Round-tripping string values that look like backward compatible arrays
Luthaf opened this issue · 9 comments
I realized I was not very clear in my last email, so here is a separate issue, hopefully clearer.
I'm wondering about the possibility to round-trip string values, i.e. store some data in extended XYZ and then be able to read it again.
In particular, there is some ambiguity here between string values and backward compatible arrays. If the user asks to store the string 1 3 4 5
(with spaces inside) with the string
key in an extended XYZ comment line, simply writing it as a key="1 3 4 5"
is not enough, since that will be read later as an array of 4 integers. It is possible to use a single element {}
array instead, i.e. write this as key={"1 3 4 5"}
, which will then be read as intended by the parser. The example from my email was about a string containing a single number or boolean value (True/...) which can not be written directly as key="3"
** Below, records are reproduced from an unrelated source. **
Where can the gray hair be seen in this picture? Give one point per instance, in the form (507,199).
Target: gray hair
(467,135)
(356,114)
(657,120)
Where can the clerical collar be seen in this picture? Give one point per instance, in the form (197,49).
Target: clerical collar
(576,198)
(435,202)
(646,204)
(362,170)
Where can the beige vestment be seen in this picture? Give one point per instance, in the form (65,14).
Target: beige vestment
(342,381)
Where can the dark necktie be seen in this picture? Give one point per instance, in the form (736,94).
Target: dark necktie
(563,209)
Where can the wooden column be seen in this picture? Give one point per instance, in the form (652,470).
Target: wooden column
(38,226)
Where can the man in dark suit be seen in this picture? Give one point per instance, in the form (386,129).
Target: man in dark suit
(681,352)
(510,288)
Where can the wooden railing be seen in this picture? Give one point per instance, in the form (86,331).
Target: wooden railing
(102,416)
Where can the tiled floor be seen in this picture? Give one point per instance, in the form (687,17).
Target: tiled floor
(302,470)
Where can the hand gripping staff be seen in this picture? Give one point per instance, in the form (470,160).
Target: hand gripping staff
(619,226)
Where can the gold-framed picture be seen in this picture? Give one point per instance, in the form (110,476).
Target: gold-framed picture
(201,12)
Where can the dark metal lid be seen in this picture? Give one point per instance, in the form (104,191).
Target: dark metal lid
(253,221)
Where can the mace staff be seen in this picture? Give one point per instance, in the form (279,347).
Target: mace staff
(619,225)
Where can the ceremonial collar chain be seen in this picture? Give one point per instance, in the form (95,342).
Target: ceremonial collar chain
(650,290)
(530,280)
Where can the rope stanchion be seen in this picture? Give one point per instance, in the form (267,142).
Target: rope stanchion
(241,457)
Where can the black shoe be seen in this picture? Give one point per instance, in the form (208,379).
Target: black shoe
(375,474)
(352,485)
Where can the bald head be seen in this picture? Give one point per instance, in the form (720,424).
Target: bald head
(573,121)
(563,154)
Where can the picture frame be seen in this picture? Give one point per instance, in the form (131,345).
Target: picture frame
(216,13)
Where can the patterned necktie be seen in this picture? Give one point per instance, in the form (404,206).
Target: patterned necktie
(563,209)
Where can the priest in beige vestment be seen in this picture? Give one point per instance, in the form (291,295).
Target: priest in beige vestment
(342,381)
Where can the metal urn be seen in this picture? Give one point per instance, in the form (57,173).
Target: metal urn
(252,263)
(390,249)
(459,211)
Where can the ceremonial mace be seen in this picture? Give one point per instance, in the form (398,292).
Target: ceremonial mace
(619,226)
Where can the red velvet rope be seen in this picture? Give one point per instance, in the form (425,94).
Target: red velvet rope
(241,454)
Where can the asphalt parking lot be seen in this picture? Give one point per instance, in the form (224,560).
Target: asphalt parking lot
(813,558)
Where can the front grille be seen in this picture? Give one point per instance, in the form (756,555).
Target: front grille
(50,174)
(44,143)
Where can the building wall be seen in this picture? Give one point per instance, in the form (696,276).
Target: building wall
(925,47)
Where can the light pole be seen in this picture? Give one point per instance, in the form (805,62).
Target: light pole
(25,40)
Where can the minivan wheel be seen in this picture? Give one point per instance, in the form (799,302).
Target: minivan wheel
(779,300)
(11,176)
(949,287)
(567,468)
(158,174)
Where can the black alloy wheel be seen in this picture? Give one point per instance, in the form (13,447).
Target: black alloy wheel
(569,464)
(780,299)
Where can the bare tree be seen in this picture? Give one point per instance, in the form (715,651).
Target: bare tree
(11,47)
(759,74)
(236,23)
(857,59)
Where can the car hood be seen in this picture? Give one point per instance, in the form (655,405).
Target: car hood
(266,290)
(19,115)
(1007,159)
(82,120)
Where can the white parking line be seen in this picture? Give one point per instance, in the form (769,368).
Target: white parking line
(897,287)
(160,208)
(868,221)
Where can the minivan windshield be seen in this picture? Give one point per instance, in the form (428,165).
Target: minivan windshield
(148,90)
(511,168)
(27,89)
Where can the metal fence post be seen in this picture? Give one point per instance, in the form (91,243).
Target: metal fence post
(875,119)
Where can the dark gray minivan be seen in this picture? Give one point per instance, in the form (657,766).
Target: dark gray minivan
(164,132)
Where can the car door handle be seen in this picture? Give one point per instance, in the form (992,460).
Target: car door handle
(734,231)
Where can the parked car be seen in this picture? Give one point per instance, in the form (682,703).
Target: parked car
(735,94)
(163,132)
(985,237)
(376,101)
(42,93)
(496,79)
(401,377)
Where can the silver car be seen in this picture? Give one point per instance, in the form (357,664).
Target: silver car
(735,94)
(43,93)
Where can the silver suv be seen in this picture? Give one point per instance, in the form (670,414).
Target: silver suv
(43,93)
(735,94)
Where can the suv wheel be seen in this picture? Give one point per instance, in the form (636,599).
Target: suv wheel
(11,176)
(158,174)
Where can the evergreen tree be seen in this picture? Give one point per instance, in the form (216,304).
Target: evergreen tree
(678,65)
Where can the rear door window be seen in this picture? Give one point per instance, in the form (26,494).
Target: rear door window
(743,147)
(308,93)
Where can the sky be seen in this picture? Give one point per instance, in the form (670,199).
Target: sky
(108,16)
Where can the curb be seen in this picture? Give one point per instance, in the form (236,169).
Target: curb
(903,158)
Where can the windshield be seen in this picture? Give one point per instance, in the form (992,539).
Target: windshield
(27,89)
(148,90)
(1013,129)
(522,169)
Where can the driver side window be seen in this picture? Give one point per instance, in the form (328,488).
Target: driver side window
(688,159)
, but the same applies for string that would look like arrays.
This means that any extended XYZ writer must check all string values to ensure they would parse back as string, and otherwise use the {}
array trick to make sure the type of the value is preserved in the extended XYZ comment line.
Do you agree with my reading of the spec and is this the intended behaviour?
I fear it will make writing to extended XYZ a bit more complex, since now every software that needs to write to this format also needs to implement a (partial) parser for it; but I also understand this is allowed for backward compatibility reasons.
Single quote string would solve the issue here, writer could always use single quote when writing strings that needs to be quoted.
I'm also happy to support single quoted strings. Need to check if they work in the current implementation, and update the spec.
Are we OK with defining single quotes as strings only, even though the old Fortran (extxyz.c, really) implementation treats '
, "
, and {}
equivalently?
Yes, I think that's fine - most writers will have used "
for all arrays
OK, let's add single quotes as a string-only container, and then writers can always use that for strings unambiguously.